Hari itu terasa panjang. Setelah berkeliling mencari, akhirnya Rania menemukan kamar kos kecil di pinggir kota. Ruangan sempit dengan dinding kusam, tapi cukup untuk berdua.
Chesna duduk di kasur tipis, memeluk boneka lusuh miliknya. Tatapannya kosong.
“Mama… Kak Alan mungkin sekarang sudah tidur juga di tempat yang jauh… apa dia ingat kita?”
Rania duduk di sampingnya, meraih bahu kecil putrinya. Berkata dengan lembut, “Alan tidak akan pernah lupa. Kamu dan Mama adalah rumahnya. Hati Alan pasti selalu bersama kita.”

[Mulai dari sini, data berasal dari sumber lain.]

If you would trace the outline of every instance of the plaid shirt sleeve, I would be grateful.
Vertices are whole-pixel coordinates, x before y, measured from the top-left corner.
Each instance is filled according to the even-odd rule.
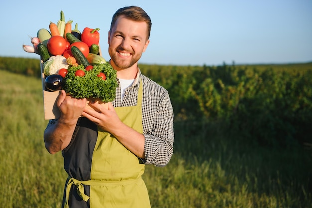
[[[156,107],[154,115],[148,117],[149,121],[147,118],[143,119],[145,158],[143,161],[146,164],[164,166],[173,154],[173,112],[168,92],[160,89],[159,99],[154,98]],[[145,123],[149,123],[148,129]]]
[[[142,100],[142,126],[145,137],[145,164],[164,166],[173,153],[173,111],[167,90],[138,72],[136,80],[127,88],[121,100],[119,87],[116,89],[116,98],[113,101],[115,107],[137,105],[139,79],[143,85]]]

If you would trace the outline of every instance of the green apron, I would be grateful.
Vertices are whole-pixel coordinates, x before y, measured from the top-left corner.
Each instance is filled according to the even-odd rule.
[[[142,84],[140,80],[137,105],[115,107],[125,124],[142,133]],[[90,180],[79,181],[69,177],[65,187],[64,207],[70,207],[68,199],[72,185],[90,208],[150,208],[148,191],[141,178],[145,165],[109,133],[97,129],[92,153]],[[90,186],[90,196],[85,194]]]

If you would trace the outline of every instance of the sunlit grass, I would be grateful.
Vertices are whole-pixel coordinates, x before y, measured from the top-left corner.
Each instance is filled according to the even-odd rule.
[[[0,204],[60,208],[67,176],[61,153],[44,147],[40,80],[1,72]],[[176,127],[169,164],[146,166],[152,208],[312,207],[311,151],[239,144],[222,127]]]

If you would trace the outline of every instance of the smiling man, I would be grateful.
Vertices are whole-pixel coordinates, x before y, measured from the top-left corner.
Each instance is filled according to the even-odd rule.
[[[142,179],[146,164],[164,166],[173,152],[173,112],[167,91],[141,74],[138,62],[150,42],[151,19],[141,8],[119,9],[108,33],[116,96],[106,109],[67,96],[61,114],[44,132],[45,146],[62,151],[68,174],[63,207],[150,208]]]

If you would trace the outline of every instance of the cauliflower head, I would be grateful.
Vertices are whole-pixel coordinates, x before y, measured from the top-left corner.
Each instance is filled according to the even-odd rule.
[[[57,74],[60,69],[68,69],[69,66],[66,58],[62,55],[51,56],[43,64],[44,73],[46,76]]]

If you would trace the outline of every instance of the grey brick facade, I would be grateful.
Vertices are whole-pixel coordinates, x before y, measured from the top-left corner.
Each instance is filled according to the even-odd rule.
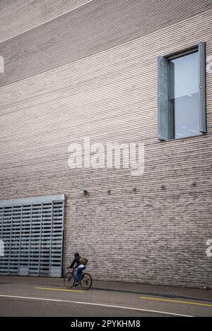
[[[64,267],[79,251],[94,279],[212,286],[211,71],[206,135],[162,142],[157,124],[157,56],[204,41],[210,59],[212,2],[34,2],[34,20],[0,11],[0,199],[65,194]],[[85,137],[143,143],[144,174],[71,169]]]

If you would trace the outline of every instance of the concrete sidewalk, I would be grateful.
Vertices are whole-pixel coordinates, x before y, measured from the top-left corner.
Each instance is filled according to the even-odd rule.
[[[168,298],[189,299],[212,302],[212,290],[161,285],[93,281],[92,288],[103,291],[137,293]]]

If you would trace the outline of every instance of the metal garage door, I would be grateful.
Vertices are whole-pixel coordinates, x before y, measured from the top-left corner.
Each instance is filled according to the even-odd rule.
[[[64,195],[0,201],[0,274],[61,277]]]

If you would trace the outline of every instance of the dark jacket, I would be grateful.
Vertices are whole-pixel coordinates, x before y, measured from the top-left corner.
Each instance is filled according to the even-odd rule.
[[[76,263],[76,265],[75,267],[78,267],[80,265],[80,262],[79,262],[79,259],[80,259],[80,255],[78,256],[76,256],[73,260],[73,262],[71,263],[71,265],[70,265],[70,268],[73,267],[73,265],[75,265],[75,263]]]

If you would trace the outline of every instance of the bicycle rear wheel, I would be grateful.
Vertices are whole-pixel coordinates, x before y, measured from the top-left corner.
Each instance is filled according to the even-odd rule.
[[[69,271],[69,272],[66,273],[64,278],[64,286],[67,289],[71,289],[71,287],[73,287],[75,283],[75,276],[73,272]]]
[[[92,278],[90,274],[84,272],[79,284],[83,289],[89,289],[92,285]]]

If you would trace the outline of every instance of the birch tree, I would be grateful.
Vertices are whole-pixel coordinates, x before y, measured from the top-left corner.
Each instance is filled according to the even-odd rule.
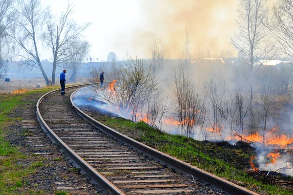
[[[14,14],[14,0],[0,0],[0,78],[3,78],[8,59],[11,57],[8,30]]]
[[[68,49],[67,52],[70,58],[65,63],[66,66],[71,72],[70,80],[72,81],[75,80],[82,62],[88,54],[89,47],[88,42],[79,41],[72,44]]]
[[[46,21],[46,31],[42,39],[50,49],[53,55],[52,83],[55,83],[55,73],[58,64],[65,62],[71,58],[71,46],[78,41],[82,37],[82,33],[89,25],[87,23],[83,26],[78,25],[70,20],[70,15],[74,12],[74,5],[68,4],[65,12],[58,19],[52,16]]]
[[[252,111],[254,67],[259,60],[272,57],[273,47],[268,40],[269,31],[266,27],[268,10],[267,0],[240,0],[238,18],[236,23],[238,31],[232,37],[233,44],[249,65],[250,71],[250,120],[254,127]],[[254,71],[255,72],[255,71]]]
[[[40,33],[42,23],[48,10],[42,7],[40,0],[18,0],[15,25],[11,28],[11,37],[22,52],[17,55],[25,59],[24,68],[35,67],[40,69],[49,85],[49,79],[42,64],[39,56],[39,45]]]

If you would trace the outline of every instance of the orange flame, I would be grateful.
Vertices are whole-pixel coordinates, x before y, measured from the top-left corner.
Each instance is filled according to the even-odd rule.
[[[253,160],[256,159],[256,156],[252,156],[251,157],[251,159],[249,161],[251,164],[251,169],[252,169],[252,171],[254,172],[257,173],[258,171],[258,168],[255,167],[255,165],[253,163]]]

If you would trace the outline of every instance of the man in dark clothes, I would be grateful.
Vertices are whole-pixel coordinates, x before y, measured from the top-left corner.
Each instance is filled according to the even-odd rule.
[[[100,80],[101,81],[101,87],[103,87],[103,83],[104,82],[104,74],[105,73],[105,71],[103,71],[102,73],[101,73],[101,75],[100,76]]]
[[[66,70],[64,70],[63,73],[60,74],[60,85],[61,85],[61,96],[65,95],[65,83],[66,79],[65,79],[65,73]]]

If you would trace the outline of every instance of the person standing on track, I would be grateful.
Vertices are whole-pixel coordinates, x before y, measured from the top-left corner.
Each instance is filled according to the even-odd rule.
[[[101,73],[101,75],[100,75],[100,80],[101,81],[101,87],[103,87],[103,83],[104,82],[104,74],[105,73],[105,71],[103,71],[102,73]]]
[[[65,79],[65,73],[66,70],[64,70],[63,72],[60,74],[60,85],[61,85],[61,96],[65,95],[65,83],[66,83],[66,79]]]

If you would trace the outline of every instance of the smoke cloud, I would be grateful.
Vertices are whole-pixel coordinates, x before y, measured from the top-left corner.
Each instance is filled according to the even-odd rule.
[[[146,48],[154,36],[165,42],[169,58],[181,54],[185,30],[190,32],[192,58],[199,53],[203,57],[216,57],[230,47],[230,36],[237,28],[237,1],[234,0],[144,1],[147,19],[143,27],[135,34],[133,44]]]

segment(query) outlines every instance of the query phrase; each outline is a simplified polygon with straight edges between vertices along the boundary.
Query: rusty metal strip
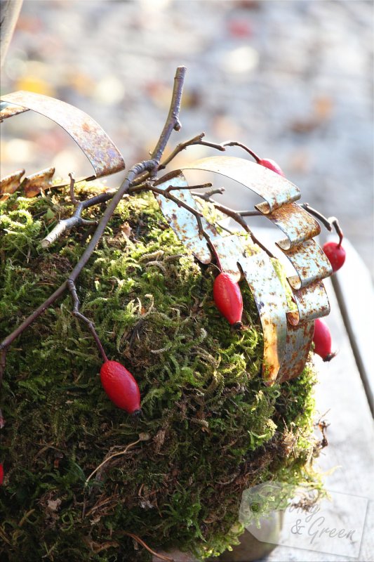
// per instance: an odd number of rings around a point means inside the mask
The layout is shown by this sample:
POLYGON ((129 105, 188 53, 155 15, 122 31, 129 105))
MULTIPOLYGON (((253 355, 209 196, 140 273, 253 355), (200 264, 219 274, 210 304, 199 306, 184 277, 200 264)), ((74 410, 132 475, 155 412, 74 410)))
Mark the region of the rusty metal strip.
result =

Chesna terisak pelan, lalu menyandarkan kepala ke bahu ibunya.
“Mama… jangan biarkan aku pergi jauh juga, ya. Aku takut kehilangan Mama.”
Rania memeluk anak itu erat-erat, air matanya kembali mengalir. “Tidak, Sayang… Mama janji tidak akan pernah kehilanganmu. Kita akan terus bersama, apa pun yang terjadi.”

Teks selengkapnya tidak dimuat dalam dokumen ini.